I might be able to squeeze out a few more seconds of reduction by further optimizing startup and shutdown. But, I doubt I'll reduce things below 5s. If you ask me, that's still not good enough. I want no more than 2s overhead per test. And I don't think I'm going to get that unless I start utilizing containers across multiple tests. And I really don't want to do that because it sacrifices test purity. Engineering is full of trade-offs.
Another takeaway from implementing this test harness is that the pre-built Docker images available from the Docker Registry almost always become useless. I eventually make a customization that can't be shoehorned into the readily-available image and I find myself having to reinvent the wheel. I'm not a fan of the download and run a binary model, especially given Docker's less-than-stellar history on the security and cryptography fronts (I'll trust Linux distributions to get package distribution right, but I'm not going to be trusting the Docker Registry quite yet), so it's not a huge loss. I'm at the point where I've lost faith in Docker Registry images and my default position is to implement my own builder. Containers are supposed to do one thing, so it usually isn't that difficult to roll my own images.
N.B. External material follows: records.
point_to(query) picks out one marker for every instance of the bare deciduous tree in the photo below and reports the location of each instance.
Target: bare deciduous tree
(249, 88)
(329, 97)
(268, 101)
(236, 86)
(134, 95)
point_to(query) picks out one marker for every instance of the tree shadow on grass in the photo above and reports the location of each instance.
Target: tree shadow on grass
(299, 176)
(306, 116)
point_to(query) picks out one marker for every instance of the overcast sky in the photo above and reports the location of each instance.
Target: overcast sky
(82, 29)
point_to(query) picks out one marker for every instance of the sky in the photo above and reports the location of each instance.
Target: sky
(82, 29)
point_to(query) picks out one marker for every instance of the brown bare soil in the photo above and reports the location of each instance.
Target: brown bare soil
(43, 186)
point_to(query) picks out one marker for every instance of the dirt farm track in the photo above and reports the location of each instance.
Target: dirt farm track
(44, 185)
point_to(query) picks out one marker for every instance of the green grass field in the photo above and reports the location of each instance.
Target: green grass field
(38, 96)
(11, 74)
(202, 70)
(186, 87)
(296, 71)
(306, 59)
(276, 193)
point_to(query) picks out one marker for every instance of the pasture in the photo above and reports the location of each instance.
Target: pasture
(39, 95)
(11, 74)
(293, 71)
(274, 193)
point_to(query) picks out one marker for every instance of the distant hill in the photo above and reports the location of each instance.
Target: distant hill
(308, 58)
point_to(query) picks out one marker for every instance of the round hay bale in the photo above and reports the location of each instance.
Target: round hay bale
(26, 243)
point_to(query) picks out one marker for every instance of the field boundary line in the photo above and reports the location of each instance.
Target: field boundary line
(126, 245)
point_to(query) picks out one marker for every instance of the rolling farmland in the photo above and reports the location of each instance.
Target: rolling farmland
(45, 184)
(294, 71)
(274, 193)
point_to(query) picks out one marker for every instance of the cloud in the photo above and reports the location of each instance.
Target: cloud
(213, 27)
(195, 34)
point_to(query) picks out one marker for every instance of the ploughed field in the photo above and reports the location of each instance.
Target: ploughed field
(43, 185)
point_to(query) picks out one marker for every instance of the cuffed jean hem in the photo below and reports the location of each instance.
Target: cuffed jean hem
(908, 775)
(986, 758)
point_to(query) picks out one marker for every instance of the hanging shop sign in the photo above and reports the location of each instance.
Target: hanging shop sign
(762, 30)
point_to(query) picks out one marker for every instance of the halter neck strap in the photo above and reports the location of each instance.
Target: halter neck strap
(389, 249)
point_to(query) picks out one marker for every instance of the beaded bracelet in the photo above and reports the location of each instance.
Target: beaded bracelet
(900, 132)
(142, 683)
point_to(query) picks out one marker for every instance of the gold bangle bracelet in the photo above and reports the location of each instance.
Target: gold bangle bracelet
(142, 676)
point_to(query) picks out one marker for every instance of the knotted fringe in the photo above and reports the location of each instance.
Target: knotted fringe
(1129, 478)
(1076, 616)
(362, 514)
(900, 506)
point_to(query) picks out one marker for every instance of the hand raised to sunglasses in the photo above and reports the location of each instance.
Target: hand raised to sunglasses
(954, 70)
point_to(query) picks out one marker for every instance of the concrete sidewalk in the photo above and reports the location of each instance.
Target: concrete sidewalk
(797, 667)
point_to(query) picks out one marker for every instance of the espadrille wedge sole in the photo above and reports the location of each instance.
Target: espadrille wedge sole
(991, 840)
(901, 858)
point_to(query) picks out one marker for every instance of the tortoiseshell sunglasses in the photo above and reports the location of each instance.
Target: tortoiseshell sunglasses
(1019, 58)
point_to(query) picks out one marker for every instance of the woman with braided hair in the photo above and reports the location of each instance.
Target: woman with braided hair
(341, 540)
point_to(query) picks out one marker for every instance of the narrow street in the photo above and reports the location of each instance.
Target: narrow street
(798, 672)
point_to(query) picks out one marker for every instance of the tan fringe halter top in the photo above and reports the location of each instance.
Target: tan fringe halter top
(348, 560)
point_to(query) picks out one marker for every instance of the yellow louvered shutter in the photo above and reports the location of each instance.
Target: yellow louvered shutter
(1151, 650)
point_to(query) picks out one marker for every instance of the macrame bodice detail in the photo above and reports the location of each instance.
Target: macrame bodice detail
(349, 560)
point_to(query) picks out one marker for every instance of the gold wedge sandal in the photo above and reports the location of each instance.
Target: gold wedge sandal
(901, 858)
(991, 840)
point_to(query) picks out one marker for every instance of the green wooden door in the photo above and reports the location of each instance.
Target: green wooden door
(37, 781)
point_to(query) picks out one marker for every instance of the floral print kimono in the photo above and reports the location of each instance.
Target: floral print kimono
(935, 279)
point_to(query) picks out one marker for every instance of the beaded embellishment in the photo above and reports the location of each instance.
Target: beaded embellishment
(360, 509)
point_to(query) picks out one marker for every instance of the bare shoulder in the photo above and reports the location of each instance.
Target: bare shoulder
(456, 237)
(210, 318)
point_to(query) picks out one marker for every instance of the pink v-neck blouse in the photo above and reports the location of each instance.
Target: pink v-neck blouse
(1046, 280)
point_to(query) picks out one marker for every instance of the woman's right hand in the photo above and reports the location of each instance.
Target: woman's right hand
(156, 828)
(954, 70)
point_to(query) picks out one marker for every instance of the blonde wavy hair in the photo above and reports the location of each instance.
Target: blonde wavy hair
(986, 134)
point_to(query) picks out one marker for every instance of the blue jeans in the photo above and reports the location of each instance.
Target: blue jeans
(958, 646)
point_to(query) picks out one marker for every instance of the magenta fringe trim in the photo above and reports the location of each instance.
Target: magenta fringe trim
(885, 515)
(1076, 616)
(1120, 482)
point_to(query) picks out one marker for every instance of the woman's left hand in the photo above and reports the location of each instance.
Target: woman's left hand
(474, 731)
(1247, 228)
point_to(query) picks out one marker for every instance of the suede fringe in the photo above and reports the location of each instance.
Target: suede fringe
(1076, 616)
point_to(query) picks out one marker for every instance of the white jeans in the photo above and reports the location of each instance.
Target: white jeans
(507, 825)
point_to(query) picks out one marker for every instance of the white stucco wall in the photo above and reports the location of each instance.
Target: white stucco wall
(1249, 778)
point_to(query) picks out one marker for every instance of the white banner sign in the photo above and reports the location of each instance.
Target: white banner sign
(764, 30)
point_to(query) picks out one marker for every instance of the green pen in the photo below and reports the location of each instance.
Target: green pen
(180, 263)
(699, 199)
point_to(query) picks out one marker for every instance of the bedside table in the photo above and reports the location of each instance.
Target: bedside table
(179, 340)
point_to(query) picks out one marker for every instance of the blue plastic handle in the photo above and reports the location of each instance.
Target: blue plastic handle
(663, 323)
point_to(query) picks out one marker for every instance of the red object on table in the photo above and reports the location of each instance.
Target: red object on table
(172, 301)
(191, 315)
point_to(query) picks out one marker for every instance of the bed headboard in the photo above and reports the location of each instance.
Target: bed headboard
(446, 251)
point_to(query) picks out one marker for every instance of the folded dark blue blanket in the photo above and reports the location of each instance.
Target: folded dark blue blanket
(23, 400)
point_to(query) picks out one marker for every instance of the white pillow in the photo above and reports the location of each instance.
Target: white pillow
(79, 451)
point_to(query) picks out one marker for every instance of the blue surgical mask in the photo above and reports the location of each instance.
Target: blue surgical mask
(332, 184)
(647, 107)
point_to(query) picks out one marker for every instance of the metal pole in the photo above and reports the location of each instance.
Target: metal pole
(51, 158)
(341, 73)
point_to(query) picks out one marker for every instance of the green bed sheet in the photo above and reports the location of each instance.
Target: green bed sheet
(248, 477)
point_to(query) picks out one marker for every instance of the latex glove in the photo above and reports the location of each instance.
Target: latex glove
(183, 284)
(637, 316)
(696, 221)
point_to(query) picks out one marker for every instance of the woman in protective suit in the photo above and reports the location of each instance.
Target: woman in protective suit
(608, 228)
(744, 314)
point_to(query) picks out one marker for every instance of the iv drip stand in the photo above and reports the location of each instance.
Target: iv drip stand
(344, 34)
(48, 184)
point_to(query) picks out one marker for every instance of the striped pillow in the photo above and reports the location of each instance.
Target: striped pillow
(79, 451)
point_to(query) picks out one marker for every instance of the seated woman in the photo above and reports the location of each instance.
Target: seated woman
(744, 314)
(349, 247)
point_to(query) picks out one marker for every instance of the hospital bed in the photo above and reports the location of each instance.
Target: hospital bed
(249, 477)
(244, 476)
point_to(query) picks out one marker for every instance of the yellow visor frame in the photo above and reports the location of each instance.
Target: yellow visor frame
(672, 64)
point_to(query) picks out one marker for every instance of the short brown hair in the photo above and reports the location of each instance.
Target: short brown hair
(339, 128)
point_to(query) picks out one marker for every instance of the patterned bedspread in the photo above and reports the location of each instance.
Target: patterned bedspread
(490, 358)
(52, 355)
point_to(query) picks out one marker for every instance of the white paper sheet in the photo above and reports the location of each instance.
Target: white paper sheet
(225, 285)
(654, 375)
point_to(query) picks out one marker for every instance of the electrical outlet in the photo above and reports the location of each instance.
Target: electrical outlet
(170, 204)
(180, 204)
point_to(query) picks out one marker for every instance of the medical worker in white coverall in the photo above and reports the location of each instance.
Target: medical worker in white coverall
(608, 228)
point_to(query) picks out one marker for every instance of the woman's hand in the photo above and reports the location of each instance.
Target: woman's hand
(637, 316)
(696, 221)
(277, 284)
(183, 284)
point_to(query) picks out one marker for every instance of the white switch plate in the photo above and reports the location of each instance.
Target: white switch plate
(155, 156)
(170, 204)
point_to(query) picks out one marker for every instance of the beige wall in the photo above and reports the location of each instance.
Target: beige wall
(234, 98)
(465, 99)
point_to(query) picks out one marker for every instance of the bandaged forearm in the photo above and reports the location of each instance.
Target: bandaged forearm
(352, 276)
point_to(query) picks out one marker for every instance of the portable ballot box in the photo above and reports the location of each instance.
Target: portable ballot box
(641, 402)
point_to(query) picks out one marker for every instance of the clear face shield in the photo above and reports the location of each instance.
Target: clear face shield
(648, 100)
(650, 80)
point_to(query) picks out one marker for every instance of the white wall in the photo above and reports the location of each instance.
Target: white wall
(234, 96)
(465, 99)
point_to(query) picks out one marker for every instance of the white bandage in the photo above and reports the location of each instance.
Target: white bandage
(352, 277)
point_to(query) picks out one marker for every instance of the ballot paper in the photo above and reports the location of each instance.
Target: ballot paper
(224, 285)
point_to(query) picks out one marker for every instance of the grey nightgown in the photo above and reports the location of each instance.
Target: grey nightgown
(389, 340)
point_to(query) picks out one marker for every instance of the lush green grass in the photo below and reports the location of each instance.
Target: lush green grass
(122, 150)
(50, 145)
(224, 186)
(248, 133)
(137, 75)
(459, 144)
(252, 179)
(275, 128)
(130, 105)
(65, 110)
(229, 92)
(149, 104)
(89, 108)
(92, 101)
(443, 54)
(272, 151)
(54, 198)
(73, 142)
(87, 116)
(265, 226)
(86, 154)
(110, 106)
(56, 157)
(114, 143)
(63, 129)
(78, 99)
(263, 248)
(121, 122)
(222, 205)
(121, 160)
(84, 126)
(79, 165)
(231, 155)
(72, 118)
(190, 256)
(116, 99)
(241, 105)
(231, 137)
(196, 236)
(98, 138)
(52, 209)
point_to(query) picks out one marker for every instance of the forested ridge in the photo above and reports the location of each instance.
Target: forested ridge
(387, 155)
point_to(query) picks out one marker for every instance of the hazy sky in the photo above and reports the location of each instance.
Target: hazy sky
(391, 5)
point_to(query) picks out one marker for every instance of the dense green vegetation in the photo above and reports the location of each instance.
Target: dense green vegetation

There's a lot to love about Docker and containerized test execution. But I feel like I'm foraging into new territory and solving problems like startup time minimization that I shouldn't really have to be solving. I think I can justify it given the increased accuracy from the tests and the increased confidence that brings. I just wish the cost weren't so high. Hopefully as others start leaning on containers and Docker more for test execution, people start figuring out how to make some of these problems disappear.